BSI-PT

Welcome to the BSI-PT project! This project implements the BSI-PT (Bayesian Strategy Inference plus Policy Tracking) framework and the experiments presented in the paper Opponent Exploitation Based on Bayesian Strategy Inference and Policy Tracking.

In the experiments, we compare our BSI-PT framework with previous BPR variants including BPR+¹, DPN-BPR+², and Bayes-OKR³ in the extended batter vs. pitcher game (EBvPG) defined in the paper.

Authors

Kuei-Tso Lee
Yen-Yun Huang
Je-Ruei Yang
Sheng-Jyh Wang

Citation

Please site our paper if you find this project useful.

@article{lee2023opponent,
  title={Opponent Exploitation Based on Bayesian Strategy Inference and Policy Tracking},
  author={Lee, Kuei-Tso and Huang, Yen-Yun and Yang, Je-Ruei and Wang, Sheng-Jyh},
  journal={IEEE Transactions on Games},
  year={2023},
  publisher={IEEE}
}

Getting Started

To reproduce the results in the paper, use the scripts/run_exps_and_plot.sh script. There are two methods for setting up the environment to run the script.

Virtual Environment

Make sure you have Python 3.8+ installed, then set up a virtual environment using venv and activate it.

python -m venv venv
source venv/bin/activate

Then install the dependencies in requirements.txt using pip.

pip install -r requirements.txt

Docker

First, build the image. Make sure you are in the root directory of this repository.

docker build -t bsi-pt .

Run a container using the image and mount the src/ directory to see the results.

docker run -it -v $(pwd)/src:/app/src bsi-pt

You will enter an interactive shell inside the container.

Run the Experiments

Run the experiments using the following command:

scripts/run_exps_and_plot.sh [SCENARIO] [NUM_RUNS] [NUM_EPISODE]

[SCENARIO] defines the scenario the experiments will run on, the default is baseball (see extended batter vs. pitcher game (EBvPG)). [NUM_EPISODES] defines the length of each game, and [NUM_RUNS] defines the number of games to run.

The value of [NUM_RUNS] is quite large in the paper (200,000 runs) since we want to ensure the results are statistically significant. We set the default of [NUM_RUNS] to 1,000 in the project, which still requires a few minutes to complete. For a quick run, it's recommended to set it to a smaller number (e.g. 10). However, please note that the results may be quite unstable with a small number of runs.

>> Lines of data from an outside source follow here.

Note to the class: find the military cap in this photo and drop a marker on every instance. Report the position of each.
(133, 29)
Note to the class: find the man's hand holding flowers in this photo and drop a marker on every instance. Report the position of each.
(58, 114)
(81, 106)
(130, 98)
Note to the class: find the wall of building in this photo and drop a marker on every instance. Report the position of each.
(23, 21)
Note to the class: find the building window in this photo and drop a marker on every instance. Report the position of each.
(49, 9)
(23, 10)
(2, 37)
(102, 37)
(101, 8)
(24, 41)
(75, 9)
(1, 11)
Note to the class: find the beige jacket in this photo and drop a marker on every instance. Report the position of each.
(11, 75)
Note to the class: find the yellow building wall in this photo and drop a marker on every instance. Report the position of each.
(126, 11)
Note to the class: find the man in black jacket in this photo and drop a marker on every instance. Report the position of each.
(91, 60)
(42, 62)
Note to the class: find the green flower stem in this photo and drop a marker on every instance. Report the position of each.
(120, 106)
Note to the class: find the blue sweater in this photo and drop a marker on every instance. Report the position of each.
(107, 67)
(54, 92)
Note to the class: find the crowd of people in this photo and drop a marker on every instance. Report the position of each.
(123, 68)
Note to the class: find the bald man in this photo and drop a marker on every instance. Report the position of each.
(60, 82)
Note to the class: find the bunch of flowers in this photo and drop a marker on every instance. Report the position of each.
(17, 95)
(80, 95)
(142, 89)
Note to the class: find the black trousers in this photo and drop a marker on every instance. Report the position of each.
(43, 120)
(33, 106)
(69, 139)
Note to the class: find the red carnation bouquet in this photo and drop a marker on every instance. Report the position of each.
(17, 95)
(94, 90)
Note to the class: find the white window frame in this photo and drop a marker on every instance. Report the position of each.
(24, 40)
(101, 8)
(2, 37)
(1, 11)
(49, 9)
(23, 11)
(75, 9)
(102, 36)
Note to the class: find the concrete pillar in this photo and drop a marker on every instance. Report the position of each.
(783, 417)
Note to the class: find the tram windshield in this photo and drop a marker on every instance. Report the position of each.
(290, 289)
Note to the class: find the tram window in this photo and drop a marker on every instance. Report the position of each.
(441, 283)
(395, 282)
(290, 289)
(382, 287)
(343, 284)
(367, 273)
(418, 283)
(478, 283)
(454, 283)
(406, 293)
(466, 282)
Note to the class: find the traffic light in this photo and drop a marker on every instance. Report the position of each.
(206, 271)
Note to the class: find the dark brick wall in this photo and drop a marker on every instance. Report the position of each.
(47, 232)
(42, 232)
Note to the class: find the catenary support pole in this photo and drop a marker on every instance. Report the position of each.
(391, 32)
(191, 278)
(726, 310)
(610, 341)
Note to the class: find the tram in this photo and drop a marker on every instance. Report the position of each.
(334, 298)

# for a quick run, try this
scripts/run_exps_and_plot.sh baseball 10 20

The raw data will be stored in src/data/ in .pkl format. The figures will be generated from those data and stored in src/fig/, then the data points in the figures will be stored in CSV format in src/csv/.

If you want to run the experiments individually or inspect each algorithm in detail, see Run Individual Experiment.

Extras

In addition to the EBvPG environment, which is under the baseball_game/ directory in this repository, we also implemented three other environments inspired by the Bayes-OKR³ paper, including Grid World, Navigation Game, and Soccer Game. In these three environments, Bayes-ToMoP⁴ and BSI (BSI-PT without policy tracking capability) agents are also presented.

Hernandez-Leal, Pablo, et al. "Identifying and tracking switching, non-stationary opponents: A Bayesian approach." (2016). ↩
Zheng, Yan, et al. "Efficient policy detecting and reusing for non-stationarity in Markov games." (2021). ↩
Chen, Hao, et al. "Accurate policy detection and efficient knowledge reuse against multi-strategic opponents." (2022). ↩↩
Yang, Tianpei, et al. "Towards efficient detection and optimal response against sophisticated opponents." (2018). ↩